Feeling economically threatened by Moss’s entrepreneurial prowess, the white man took matters into his own hands and a melee ensued. Moss, William Stewart and Calvin McDowell – both clerks at the grocery – were eventually lynched and mutilated by a white mob in 1892.

A historical marker was erected for posterity where the People’s Grocery once stood and to call attention to the lynching of Moss, Stewart, and McDowell. The marker was temporarily removed in 2020 to correct a misspelled word. 

I want people to know the history of the Curve.
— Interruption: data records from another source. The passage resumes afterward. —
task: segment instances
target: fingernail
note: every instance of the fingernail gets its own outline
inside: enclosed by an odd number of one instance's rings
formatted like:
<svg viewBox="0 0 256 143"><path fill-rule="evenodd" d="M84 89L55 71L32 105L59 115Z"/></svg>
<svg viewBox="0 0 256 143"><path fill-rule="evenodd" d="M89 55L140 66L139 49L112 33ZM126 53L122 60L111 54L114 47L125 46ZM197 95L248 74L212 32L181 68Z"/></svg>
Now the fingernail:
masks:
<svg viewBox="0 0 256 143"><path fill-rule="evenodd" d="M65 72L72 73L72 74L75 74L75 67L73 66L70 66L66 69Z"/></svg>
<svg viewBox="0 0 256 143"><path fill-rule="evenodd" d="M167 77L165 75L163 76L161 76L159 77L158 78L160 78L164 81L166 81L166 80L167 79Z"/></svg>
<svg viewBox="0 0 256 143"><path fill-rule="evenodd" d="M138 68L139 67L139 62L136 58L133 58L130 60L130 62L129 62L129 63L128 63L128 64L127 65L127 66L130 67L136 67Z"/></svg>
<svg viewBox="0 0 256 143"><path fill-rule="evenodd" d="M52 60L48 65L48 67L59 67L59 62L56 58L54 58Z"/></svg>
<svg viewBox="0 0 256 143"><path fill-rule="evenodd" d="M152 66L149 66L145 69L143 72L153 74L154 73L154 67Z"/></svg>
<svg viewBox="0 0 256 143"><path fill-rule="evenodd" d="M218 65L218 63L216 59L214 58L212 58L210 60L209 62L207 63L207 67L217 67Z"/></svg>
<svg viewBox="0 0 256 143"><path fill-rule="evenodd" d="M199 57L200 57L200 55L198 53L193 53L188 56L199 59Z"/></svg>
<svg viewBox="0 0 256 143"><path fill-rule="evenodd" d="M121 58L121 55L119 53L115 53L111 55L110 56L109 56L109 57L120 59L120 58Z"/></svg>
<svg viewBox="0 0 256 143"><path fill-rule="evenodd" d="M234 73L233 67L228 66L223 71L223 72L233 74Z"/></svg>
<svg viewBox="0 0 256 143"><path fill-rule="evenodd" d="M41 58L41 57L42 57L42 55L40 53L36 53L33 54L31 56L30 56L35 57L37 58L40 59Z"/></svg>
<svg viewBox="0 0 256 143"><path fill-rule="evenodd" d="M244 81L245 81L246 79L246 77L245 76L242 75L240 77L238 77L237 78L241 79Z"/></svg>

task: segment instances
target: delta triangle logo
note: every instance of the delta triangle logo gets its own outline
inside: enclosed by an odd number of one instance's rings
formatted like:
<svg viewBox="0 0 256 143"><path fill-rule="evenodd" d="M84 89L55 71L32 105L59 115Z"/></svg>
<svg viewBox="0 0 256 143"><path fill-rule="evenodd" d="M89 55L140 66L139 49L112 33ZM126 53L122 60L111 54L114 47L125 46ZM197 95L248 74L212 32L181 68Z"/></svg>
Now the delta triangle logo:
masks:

I don’t want children growing up with lies,” said Henry, a minister and noted counselor, expressing his disdain for inaccuracies, book banning, and “denying people information”

“It hurts history,” added Smith, a founding member of The Invaders and a retired educational administrator and professor.

Pope, a retiree, interjected a comment. “It hurts this man’s business (referring to Todd’s museum).” Though Todd has limited resources, he finds a way to chronicle African American history.

Withers, a photographer and the last surviving son of the late internationally known photojournalist Ernest C. Withers, said, “We need to set the record straight about history.” 

This was a call to action essentially and the purpose of the meeting.

“We got so much to do,” Smith said.

Shabazz, who retired from the U.S. Air Force, was impressed with Ferguson. “I’d like to see the young Invaders go into the community and try to recruit,” he said, “and to galvanize our young brothers to try to get some order.” 

He doesn’t subscribe to “foolishness,” though.

Neither does Henry, who suggested parameters for the next meeting. “There are no Big ‘I’s and little ‘U’s,” he shared with the group.

Pope said the meeting was a good start.